I did not want to share. At all. The Sesame Seed Balls ($4) were the perfect blend of crunch and fluff, as the round mounds of rice flour were stuffed with a sweet lotus seed puree, rolled in sesame seeds and fried to a golden brown. The second Dim Sum dish was the Taro Dumplings ($5). I scarfed one of these bad boys down without knowing what was in it. And I’m glad I did because they were DELISH. I am not a fan of mushrooms, but these crispy mashed taro puffs stuffed with shiitake ‘shrooms and minced pork and shrimp were not what I expected. Another winner from the Dim Sum menu.
Of course, we had to test out how amazing their Amazing Chicken ($13 for the dinner entrée, $8 for the lunch special) was, and it lived up to its name with crispy white meat, perfectly sauced.

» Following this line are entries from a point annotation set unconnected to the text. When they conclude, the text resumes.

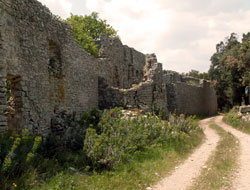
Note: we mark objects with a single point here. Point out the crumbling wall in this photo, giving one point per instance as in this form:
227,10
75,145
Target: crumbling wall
54,73
148,94
120,65
188,95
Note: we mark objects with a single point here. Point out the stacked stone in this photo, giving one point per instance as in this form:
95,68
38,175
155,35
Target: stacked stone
3,102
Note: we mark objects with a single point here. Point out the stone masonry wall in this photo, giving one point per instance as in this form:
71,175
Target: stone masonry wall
149,93
120,65
47,71
188,95
45,76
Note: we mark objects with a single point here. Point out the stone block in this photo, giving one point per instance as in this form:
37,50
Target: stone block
244,109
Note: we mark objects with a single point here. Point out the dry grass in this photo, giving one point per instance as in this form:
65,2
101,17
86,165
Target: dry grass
219,169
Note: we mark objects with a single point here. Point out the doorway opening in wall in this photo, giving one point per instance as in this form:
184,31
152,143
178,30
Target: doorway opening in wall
14,103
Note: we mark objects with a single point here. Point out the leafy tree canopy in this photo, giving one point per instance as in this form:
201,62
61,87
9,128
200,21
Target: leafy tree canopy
87,29
229,70
197,74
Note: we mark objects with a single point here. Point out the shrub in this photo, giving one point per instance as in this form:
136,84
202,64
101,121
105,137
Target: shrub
17,154
115,137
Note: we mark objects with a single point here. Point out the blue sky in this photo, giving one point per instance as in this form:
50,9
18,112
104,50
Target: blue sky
182,33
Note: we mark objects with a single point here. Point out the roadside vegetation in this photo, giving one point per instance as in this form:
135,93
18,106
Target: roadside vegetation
219,169
110,151
235,120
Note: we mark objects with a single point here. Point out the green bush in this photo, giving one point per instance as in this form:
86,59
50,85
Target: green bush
234,119
17,154
119,137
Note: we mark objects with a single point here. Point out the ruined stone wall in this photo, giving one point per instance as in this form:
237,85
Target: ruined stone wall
120,65
46,70
188,95
149,93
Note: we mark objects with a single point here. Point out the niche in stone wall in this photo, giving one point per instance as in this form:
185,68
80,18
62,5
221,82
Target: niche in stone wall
55,60
56,78
14,102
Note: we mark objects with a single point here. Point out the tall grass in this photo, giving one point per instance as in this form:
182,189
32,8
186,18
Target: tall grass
112,151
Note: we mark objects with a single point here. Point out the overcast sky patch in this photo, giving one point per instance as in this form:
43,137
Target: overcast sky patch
182,33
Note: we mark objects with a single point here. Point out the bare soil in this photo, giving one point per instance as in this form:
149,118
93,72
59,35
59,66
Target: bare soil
183,176
242,179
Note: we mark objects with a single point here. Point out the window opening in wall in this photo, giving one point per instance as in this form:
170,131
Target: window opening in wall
55,60
14,103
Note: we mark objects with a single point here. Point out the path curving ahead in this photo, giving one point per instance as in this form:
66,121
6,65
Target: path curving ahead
242,180
182,177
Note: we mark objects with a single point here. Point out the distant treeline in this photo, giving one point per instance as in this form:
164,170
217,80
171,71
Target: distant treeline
229,71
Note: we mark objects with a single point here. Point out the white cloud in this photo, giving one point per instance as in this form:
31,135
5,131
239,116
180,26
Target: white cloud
182,33
59,7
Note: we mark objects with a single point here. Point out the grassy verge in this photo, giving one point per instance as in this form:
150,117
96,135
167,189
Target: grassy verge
103,151
232,118
144,169
218,172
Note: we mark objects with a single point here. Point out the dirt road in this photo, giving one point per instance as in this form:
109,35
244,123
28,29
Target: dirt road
183,176
242,180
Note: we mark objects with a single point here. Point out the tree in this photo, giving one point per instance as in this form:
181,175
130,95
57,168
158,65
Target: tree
87,29
226,70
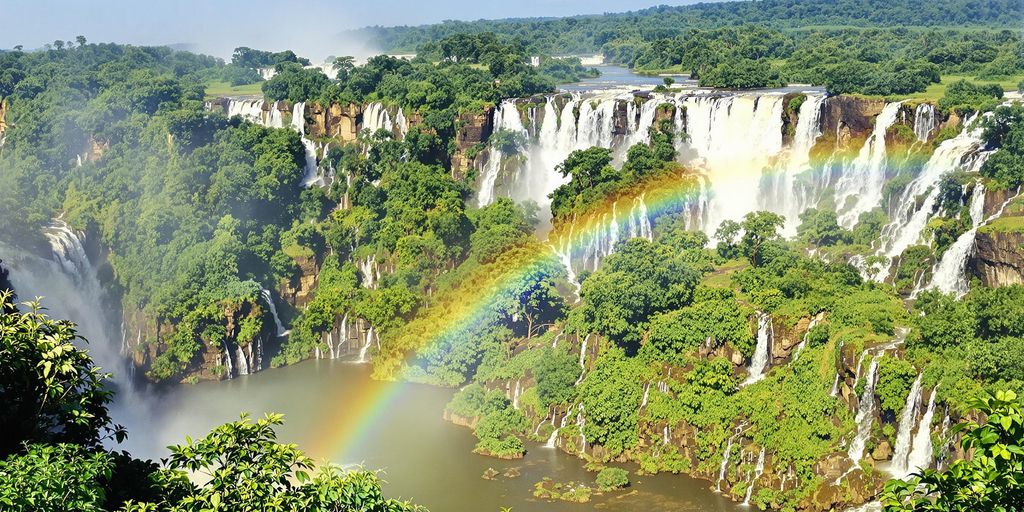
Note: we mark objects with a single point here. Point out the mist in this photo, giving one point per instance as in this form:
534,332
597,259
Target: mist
314,29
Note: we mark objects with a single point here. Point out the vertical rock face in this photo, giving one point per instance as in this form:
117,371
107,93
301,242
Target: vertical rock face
998,258
848,118
471,129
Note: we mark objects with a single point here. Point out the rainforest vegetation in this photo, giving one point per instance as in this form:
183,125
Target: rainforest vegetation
197,215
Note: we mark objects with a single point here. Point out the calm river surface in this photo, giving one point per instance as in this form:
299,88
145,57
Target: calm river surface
423,457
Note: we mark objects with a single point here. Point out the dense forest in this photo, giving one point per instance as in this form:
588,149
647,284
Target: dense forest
204,225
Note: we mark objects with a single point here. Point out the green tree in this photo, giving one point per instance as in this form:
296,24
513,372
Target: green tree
988,479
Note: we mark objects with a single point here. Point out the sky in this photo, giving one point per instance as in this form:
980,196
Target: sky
311,28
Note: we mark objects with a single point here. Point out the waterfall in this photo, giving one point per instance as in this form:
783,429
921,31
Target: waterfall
921,455
506,119
554,434
583,359
791,186
924,121
899,467
299,125
762,352
865,414
863,178
803,341
715,124
240,354
366,346
949,274
227,360
759,469
725,459
912,213
281,332
581,422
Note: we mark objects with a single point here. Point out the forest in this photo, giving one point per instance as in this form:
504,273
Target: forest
200,221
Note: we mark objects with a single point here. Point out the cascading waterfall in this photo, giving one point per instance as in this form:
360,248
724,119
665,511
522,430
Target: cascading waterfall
865,414
762,352
863,179
921,455
311,176
714,124
912,213
366,346
281,331
899,467
924,121
949,274
759,469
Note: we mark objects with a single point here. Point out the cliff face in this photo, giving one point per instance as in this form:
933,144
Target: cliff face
998,258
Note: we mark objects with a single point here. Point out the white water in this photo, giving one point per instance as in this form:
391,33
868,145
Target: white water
762,352
281,331
803,341
759,469
921,456
904,428
859,187
912,213
865,414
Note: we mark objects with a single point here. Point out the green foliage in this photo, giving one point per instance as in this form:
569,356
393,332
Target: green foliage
612,478
50,390
988,479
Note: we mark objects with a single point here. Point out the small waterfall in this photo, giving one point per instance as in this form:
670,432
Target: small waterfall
921,455
865,414
924,121
583,359
725,459
581,422
506,119
281,332
803,341
762,352
759,469
554,434
863,178
901,452
227,359
949,274
366,346
912,213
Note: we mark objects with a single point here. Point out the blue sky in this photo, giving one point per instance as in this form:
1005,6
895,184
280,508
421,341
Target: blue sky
309,27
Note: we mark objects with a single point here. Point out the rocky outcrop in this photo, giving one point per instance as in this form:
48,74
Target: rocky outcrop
998,258
845,119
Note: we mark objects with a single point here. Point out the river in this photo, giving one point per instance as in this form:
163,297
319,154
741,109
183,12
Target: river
423,457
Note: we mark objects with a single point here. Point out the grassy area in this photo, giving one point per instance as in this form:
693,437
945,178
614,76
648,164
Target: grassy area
935,91
221,89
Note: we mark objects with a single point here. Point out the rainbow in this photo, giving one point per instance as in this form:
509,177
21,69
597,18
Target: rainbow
472,303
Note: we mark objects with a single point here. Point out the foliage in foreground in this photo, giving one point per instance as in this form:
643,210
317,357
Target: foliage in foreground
991,478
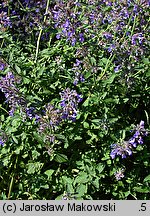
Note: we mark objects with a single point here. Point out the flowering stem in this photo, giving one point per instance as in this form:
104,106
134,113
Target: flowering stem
12,180
3,109
40,33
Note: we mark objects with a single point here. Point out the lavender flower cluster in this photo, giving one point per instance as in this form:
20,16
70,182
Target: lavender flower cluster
3,137
12,94
78,76
124,149
69,103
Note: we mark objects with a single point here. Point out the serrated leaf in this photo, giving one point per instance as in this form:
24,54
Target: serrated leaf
17,69
49,172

As much as I love the fried staples from the traditional Chinese food menu, I couldn’t wait for the bevy of beautiful Maki Rolls about to come our way.
The colors on the plates were vibrant, living and fresh. The presentation was picture perfect. Both the Tiger Roll ($16) and the Pink Lady Roll ($14) were scrumptious, and if you are a sushi, sashimi or maki roll novice, these dishes need not intimidate you. The Pink Lady is Empire Palace’s best seller, with the shrimp tempura, salmon, avocado mix leaving no doubt as to why. The Tiger Roll is similarly yummy with crabstick, cucumber, shrimp, tuna and salmon tickling your taste buds.
I took a raw food rookie with me. He ate octopus. I ate octopus. It was delicio-pus. Opening your palate to new, somewhat exotic food choices can have you wondering, “What else am I missing?”
If you are not feeling adventurous and want your seafood cooked, they can hook you up nicely with a flower basket ($19) full of tasty lobster tail, jumbo shrimp, scallops all sautéed with vegetables in a special sauce. The dish is served in a basket made of crispy noodles which is just as tasty as its contents.
Fresh was the overall feeling, taste and smell of every dish. In addition to the traditional favorites, Dim Sum, sushi and seafood, other menu items include Lamb, which is the manager Kevin’s favorite dish, and many vegetarian and lighter options as well. Lunch specials run daily from 11am to 3pm so you can try out smaller portions of their entrees along with soup or an egg roll and rice.
My favorite fortune cookie fortune reads “The time’s always right to do what’s right.” Empire Palace does EVERYTHING right. It’s time to go there. Now!